Jane Doe et Mary Roe sont des diplômées très performantes du programme de maîtrise en travail social de l’USC, selon le procès. Ils avaient pleinement l’intention de passer leur carrière au service des enfants et des familles les plus vulnérables du comté, y compris ceux qui, comme eux, avaient subi des abus sexuels, des agressions et d’autres traumatismes importants, a déclaré Betoulière.

Alors qu’ils fréquentaient l’USC, les plaignants ont été sélectionnés pour le programme de stagiaires financé par le gouvernement fédéral du DCFS, qui offre aux étudiants une allocation d’études de 18 500 $ pour chaque année de leurs études, un stage supervisé et, après l’obtention de leur diplôme, un emploi en tant que travailleur social pour enfants.

Début 2020, à mi-parcours de leur première année d’études supérieures, les plaignants ont passé avec succès un entretien avec le DCFS et se sont vu proposer des stages supervisés suivis d’un emploi permanent, selon le procès.

«Cependant, avant que l’un ou l’autre des plaignants ne puisse commencer à travailler, ils devaient chacun subir une évaluation psychologique obligatoire, au cours de laquelle le comté les a interrogés sur les diagnostics, les médicaments et les traitements antérieurs en matière de santé mentale; leurs expériences passées d’abus sexuels; et d’autres sujets sans rapport avec la capacité des plaignants à accomplir leur futur travail », indique la poursuite.

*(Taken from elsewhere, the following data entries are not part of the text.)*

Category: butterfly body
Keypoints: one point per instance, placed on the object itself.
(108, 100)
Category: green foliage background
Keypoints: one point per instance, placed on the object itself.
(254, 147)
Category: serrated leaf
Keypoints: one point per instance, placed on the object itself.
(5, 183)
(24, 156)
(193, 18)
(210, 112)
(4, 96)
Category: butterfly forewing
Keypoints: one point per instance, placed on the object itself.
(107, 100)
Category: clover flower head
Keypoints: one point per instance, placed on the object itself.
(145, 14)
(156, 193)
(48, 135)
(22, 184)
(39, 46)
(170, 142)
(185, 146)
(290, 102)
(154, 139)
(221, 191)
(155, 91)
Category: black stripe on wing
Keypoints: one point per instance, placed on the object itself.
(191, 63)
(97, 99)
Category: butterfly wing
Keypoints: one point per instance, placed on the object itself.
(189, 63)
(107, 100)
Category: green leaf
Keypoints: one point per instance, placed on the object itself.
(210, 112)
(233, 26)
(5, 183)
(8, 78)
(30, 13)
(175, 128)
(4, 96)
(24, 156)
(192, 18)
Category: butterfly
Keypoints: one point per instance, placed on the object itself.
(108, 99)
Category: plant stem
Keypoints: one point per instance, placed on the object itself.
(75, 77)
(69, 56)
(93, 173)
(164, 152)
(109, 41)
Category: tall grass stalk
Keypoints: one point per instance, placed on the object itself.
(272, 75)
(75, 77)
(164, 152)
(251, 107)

Les évaluations, essentiellement les mêmes que celles utilisées pour les policiers, sont conçues pour identifier et éliminer les candidats souffrant de SSPT, d’anxiété, de dépression et d’autres problèmes de santé mentale. Ils ne sont administrés par aucune autre agence de services de protection des enfants aux États-Unis, selon Betoulière.

À la suite des évaluations “illégales et inutiles”, le comté a annulé le stage de Doe et Roe et les offres d’emploi pour lesquelles ils avaient passé des années à travailler, indique le procès.

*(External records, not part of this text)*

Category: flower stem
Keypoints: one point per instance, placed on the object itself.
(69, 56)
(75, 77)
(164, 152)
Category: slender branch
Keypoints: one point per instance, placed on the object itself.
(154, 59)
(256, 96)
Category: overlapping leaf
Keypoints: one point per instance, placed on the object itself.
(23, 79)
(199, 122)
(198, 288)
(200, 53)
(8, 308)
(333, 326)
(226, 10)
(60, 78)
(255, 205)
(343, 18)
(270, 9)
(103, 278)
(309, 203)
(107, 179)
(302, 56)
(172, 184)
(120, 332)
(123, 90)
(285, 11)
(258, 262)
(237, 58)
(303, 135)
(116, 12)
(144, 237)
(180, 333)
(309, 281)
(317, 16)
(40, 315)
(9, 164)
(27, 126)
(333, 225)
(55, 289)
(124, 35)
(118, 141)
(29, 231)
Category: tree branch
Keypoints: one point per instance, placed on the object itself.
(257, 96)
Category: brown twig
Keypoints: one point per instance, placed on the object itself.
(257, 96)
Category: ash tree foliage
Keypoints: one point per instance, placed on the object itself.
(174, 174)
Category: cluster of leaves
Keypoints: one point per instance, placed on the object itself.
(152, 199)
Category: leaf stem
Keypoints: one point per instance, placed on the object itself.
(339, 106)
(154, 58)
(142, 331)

Le comté a également omis de s’engager dans des discussions de bonne foi pour explorer des logements pour les plaignants, a déclaré Betoulière.

De plus, le comté aurait refusé de fournir aux plaignants des copies de leurs évaluations psychologiques, des informations sur les tâches professionnelles qu’ils pensaient ne pas pouvoir accomplir ou sur le risque qu’ils étaient supposés poser.

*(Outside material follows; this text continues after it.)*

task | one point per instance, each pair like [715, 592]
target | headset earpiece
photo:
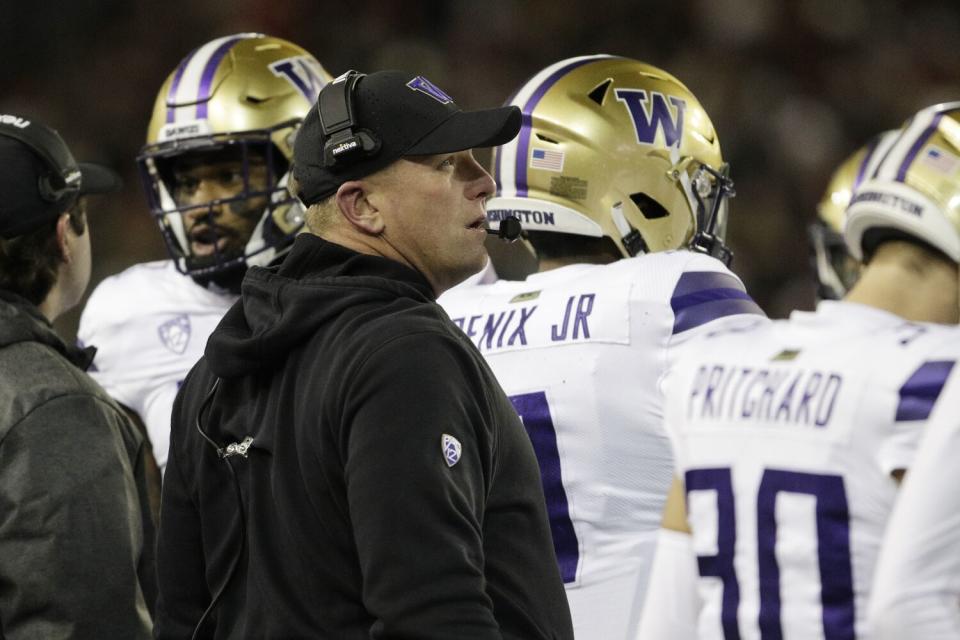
[61, 182]
[345, 143]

Doe a déclaré qu’elle et Roe avaient demandé à plusieurs reprises au comté d’expliquer quelles étaient ses préoccupations spécifiques afin qu’ils puissent essayer d’y répondre. “Le comté aurait facilement pu répondre à toutes les préoccupations qu’il avait – d’autant plus que les stagiaires du DCFS sont très étroitement supervisés et ne peuvent prendre aucune décision concernant les clients par eux-mêmes – mais il n’a fait aucun effort pour le faire”, a-t-elle déclaré dans un communiqué. .

Doe et Roe ont fait appel de la décision du comté et ont présenté des rapports d’un psychologue indépendant confirmant leur capacité à exercer leurs fonctions en toute sécurité et efficacement, indique la poursuite. Cependant, l’appel n’a eu aucun effet et le comté a confirmé son refus de stages et d’emplois.

Les demandeurs n’ont pas pu poursuivre d’autres stages parce qu’ils étaient contractuellement engagés auprès de DCFS.

Dans un communiqué, le processus d’appel du comté a pris du temps et sa promesse d’envisager des aménagements était fausse, a déclaré Roe.